Caffeine may lessen your stroke risk
A study of 83,000 people found that those who drank more coffee had a slight decrease in their overall stroke risk, according to a paper published in Circulation.
Caffeine can actually help ADHD
Once thought to be a trigger for the disorder, caffeine is now considered by some as a potential treatment for ADHD.
Why?

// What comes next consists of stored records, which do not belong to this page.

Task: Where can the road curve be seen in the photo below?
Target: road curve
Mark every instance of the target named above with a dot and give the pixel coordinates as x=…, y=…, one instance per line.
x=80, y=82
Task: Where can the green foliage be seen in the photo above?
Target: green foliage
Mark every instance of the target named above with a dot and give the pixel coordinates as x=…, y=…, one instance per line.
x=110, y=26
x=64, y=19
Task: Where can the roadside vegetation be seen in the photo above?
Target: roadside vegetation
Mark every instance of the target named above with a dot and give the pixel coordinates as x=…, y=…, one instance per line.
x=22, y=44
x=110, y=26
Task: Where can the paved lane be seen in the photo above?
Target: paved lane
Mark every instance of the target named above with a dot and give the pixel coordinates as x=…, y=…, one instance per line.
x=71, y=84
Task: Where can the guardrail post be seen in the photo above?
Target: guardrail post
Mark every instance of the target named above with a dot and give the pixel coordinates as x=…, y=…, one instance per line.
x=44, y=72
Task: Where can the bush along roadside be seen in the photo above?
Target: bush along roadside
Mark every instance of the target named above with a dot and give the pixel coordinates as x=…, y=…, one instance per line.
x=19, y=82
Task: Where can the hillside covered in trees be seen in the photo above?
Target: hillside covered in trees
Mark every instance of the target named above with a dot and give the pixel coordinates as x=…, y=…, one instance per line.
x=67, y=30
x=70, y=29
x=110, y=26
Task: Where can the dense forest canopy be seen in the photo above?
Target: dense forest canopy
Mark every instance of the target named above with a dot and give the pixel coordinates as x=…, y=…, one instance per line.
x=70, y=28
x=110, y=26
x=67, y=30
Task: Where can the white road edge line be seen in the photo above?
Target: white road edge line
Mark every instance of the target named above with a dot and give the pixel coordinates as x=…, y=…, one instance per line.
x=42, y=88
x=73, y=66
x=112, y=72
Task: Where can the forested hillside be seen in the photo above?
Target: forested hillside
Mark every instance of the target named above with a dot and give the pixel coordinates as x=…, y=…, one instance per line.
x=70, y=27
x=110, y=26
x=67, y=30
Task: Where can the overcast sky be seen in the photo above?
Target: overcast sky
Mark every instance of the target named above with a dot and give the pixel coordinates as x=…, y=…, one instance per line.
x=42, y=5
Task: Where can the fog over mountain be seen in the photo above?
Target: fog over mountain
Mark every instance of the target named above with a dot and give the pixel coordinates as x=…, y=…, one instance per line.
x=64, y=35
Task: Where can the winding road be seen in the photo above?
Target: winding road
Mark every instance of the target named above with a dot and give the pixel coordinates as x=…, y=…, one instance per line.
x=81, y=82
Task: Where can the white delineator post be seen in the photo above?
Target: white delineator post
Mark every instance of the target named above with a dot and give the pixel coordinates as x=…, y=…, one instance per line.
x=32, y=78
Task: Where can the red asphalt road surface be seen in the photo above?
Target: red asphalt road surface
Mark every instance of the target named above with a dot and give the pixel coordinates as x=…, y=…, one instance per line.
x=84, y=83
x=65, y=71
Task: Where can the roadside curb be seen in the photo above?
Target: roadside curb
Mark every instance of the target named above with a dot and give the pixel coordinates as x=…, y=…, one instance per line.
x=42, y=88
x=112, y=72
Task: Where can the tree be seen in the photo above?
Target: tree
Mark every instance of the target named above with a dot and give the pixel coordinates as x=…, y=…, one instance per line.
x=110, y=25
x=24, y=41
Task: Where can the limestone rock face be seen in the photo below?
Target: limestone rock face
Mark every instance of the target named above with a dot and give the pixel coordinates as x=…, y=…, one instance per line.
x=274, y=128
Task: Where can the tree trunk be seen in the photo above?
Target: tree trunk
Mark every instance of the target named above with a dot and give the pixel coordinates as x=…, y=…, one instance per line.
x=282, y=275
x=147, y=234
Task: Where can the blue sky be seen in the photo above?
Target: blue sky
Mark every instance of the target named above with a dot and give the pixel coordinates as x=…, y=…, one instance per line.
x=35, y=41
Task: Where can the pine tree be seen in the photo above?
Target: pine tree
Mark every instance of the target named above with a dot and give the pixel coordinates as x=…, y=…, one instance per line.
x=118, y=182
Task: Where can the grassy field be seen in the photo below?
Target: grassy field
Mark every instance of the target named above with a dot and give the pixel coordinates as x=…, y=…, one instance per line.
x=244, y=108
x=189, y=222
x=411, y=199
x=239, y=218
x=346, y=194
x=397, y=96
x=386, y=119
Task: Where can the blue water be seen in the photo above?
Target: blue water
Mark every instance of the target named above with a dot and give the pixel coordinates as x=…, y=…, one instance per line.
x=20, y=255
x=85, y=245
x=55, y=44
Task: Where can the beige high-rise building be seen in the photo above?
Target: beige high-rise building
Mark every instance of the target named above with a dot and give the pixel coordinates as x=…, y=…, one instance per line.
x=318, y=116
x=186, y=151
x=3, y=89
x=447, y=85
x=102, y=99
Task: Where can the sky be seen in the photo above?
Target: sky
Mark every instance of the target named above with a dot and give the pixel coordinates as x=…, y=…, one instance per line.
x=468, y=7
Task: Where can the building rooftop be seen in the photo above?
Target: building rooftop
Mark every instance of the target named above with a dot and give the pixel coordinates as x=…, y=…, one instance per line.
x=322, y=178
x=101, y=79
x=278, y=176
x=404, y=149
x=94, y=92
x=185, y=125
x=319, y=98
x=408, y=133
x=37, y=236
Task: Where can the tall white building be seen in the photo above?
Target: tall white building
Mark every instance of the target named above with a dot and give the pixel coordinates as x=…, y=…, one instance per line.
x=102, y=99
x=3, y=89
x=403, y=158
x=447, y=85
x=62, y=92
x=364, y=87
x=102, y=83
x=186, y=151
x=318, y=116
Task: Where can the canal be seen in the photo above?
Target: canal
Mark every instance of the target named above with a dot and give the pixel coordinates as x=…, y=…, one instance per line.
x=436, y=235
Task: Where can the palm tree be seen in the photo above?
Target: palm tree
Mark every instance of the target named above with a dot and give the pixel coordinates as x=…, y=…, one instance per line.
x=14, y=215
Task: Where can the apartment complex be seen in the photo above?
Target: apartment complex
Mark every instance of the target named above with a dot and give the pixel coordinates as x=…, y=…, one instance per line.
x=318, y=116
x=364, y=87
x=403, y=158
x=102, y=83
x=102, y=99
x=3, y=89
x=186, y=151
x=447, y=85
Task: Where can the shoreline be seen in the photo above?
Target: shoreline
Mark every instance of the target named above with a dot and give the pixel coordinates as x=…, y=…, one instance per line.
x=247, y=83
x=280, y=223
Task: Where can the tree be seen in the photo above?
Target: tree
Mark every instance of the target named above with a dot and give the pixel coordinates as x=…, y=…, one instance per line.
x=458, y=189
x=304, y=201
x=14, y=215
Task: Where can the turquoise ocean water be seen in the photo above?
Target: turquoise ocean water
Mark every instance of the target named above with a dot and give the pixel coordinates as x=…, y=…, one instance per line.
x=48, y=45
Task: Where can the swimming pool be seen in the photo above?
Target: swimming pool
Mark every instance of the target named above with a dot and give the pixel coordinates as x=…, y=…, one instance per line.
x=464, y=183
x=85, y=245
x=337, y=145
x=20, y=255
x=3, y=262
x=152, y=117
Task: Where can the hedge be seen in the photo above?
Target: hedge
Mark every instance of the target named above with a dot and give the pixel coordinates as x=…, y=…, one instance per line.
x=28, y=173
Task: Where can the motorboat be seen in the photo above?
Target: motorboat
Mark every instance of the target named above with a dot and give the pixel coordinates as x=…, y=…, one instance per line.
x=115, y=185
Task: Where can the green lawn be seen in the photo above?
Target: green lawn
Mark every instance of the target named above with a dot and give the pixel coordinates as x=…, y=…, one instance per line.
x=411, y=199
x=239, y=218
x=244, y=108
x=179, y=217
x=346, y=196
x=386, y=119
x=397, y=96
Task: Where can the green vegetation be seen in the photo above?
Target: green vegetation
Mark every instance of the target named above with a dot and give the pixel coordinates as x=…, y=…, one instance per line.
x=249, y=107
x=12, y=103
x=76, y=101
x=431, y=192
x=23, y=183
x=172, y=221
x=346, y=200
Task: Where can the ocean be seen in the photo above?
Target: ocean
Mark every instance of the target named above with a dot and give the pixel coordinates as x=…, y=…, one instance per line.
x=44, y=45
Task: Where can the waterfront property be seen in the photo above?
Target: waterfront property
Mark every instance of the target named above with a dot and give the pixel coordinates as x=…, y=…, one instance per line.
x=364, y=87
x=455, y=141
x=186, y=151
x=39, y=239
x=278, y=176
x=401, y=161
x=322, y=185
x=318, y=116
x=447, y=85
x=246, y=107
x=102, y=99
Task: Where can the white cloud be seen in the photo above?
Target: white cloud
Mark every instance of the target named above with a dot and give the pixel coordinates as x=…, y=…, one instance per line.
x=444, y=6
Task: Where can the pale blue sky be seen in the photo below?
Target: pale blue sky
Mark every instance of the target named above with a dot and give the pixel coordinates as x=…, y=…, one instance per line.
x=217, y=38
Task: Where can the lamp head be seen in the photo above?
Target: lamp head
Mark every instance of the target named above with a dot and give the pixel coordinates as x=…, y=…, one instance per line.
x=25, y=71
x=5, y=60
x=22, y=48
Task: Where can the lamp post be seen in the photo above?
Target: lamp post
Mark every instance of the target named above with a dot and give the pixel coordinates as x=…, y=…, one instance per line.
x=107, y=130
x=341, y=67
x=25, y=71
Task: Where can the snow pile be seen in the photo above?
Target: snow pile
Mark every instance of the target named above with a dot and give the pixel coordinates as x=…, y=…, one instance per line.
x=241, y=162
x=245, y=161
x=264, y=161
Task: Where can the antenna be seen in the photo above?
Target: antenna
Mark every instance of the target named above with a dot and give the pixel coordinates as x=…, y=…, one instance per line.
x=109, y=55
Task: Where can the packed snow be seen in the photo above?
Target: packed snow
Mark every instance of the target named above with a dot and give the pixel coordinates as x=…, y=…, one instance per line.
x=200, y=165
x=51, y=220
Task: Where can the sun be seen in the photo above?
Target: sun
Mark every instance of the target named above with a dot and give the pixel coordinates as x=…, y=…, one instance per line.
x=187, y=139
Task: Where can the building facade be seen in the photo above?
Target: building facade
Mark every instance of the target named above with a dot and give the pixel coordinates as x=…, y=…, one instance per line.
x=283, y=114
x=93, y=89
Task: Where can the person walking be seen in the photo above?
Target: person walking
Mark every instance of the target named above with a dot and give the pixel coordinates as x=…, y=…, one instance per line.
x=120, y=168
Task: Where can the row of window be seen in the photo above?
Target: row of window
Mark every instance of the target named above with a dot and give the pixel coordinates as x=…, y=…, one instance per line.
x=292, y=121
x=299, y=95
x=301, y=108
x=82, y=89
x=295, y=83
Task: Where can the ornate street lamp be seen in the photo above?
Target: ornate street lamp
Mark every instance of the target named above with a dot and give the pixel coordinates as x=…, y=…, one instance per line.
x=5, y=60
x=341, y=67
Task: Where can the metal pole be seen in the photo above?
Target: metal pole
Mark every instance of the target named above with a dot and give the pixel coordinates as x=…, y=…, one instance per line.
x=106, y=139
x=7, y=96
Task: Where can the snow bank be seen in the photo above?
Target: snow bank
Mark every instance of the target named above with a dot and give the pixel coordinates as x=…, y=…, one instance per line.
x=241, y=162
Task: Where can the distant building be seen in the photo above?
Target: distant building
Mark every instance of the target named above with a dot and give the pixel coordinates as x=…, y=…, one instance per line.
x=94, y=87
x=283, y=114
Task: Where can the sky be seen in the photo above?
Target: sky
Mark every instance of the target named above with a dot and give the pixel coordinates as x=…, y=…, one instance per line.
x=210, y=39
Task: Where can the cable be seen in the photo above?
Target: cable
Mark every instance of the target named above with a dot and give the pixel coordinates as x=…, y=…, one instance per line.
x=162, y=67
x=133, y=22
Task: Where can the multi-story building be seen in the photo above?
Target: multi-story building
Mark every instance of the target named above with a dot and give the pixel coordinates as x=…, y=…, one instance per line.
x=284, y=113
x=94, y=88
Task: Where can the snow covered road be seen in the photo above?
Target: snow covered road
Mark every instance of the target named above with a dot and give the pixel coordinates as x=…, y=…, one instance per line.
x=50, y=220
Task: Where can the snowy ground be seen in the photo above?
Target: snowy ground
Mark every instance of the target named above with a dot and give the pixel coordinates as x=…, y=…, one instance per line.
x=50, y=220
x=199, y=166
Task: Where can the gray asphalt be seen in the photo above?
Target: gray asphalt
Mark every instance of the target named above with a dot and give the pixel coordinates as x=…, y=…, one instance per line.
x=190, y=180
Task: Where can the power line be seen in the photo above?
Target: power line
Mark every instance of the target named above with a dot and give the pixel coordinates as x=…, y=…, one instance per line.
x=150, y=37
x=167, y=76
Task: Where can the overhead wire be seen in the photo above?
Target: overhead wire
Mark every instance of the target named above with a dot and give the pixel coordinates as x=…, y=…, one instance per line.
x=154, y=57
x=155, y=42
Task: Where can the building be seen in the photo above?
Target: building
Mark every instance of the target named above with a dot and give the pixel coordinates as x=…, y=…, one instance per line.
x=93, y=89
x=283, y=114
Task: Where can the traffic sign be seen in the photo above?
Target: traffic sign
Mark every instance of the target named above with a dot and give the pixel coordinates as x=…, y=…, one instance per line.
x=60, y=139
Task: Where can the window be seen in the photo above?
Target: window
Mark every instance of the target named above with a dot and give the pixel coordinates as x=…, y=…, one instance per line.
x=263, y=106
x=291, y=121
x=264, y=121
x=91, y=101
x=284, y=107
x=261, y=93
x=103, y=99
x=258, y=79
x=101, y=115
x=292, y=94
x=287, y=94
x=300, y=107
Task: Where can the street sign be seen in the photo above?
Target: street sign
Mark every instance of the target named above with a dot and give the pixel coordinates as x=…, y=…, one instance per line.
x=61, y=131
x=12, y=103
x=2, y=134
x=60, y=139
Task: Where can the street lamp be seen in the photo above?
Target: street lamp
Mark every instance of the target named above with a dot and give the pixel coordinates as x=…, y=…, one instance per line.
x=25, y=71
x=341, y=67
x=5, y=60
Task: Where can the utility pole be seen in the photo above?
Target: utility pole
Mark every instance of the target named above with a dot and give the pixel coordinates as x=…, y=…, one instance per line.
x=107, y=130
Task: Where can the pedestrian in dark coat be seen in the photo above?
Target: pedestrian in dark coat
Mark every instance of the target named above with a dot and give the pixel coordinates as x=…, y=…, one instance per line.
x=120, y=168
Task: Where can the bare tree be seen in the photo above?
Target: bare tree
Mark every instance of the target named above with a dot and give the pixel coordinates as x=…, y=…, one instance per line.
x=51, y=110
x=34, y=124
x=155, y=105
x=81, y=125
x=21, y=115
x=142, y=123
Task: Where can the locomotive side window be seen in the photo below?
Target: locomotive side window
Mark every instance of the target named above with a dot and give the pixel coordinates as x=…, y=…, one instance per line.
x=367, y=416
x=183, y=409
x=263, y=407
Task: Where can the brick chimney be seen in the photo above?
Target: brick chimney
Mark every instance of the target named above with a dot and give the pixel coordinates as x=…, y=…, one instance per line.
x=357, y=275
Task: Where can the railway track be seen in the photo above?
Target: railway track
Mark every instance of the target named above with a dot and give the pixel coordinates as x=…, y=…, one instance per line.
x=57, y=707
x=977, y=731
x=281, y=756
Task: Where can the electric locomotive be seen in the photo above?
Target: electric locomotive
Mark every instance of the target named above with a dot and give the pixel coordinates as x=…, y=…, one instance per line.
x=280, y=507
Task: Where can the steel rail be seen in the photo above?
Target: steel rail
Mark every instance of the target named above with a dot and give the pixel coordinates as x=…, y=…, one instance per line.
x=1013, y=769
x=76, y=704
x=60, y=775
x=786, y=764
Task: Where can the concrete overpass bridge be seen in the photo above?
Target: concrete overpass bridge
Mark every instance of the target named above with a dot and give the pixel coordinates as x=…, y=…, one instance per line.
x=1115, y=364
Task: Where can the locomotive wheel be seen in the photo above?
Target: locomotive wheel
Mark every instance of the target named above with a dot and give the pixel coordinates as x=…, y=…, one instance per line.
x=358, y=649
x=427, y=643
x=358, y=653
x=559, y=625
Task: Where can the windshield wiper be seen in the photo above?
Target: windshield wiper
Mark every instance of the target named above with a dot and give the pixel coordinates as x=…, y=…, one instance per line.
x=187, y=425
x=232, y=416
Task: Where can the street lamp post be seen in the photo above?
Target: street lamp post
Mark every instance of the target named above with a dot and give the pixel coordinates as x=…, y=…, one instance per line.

In moderate doses, caffeine has been shown to effectively enhance the ability to focus.
Caffeine is not your weight-loss friend
It may sound strange but despite its ability to rev your metabolism, caffeine is far from the best weight-loss supplement you can reach for.
Why? Consuming too much caffeine can also lead to the production of the stress hormone cortisol, which numerous studies have linked to weight gain.
Caffeine can also be a laxative
It’s the classic side-effect of your morning coffee, but it’s also the least understood. Researchers hypothesize that caffeine causes contractions in your large intestine, sending excrement down your pipes. Combine this with cortisol’s stimulant effect on your intestinal tract and you have a recipe for, well, you know . . .
Nature knows best
When it comes to choosing the source of your caffeine hit, almost all experts agree that natural sources of caffeine (think coffee, tea and dark chocolate) are far more beneficial than artificial sources, such as soft drinks and energy drinks.
Why? Aside from the obvious benefit of lower caffeine levels in coffee and tea compared to energy drinks, your natural sources also come with a respectable amount of antioxidants and do without the additives and sugar of artificial sources.
Caffeine is still a drug
Always remember that caffeine is a drug and a stimulant. Have too much and you’ll overdose, just like any other drug.
At doses greater than 500mg (around four cups of coffee), caffeine has been found to cause symptoms such as nervousness, irritability, insomnia, upset stomach, muscle tremors and irregular heartbeat.
Always remember, moderation is the key.